Since all three schemes produce very similar visual images, Fig. 3(d) shows only the maximum water depths computed using the CN scheme. To show differences between the schemes, we picked a smaller region, highlighted in Fig. 3(c) with a rectangular box. This region is enlarged and visualized for each scheme at day 1.5 [Fig. 3(e)]. In the enlarged images, one can observe that there are temporal differences between schemes, which are also visible in the data recorded at the gauges. The differences are more pronounced when looking at the evolution of the water levels and water extents rather than the visualized water depths.
We compare the simulated and the measured water level time series at three gauging locations in Figs. 4(a–c), where day zero on the x-axis corresponds to January 13, 2011, 12 a.m.

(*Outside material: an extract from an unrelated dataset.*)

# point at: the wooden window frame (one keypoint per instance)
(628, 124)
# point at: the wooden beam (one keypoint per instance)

One may notice that the second-order schemes are able to predict the correct arrival times at the gauging locations PD.LP1, PD.LP16, and PD.LP18. Small discrepancies can be observed between the simulated and measured water levels. Most likely, they are caused by uncertainties in the input data, e.g., bathymetry, roughness, or boundary condition data. The roughness values are not calibrated, and the exact initial state before the flooding is unknown, which may also explain the deviations from the observations.
Fig. 4. Lobau: (a–c) water level time series at different gauging locations PD-LP1, PD-LP16, and PD-LP18; and (d) computed water extents. Discrepancy in water extents between the second-order BH and HW schemes is caused by different bathymetry reconstructions.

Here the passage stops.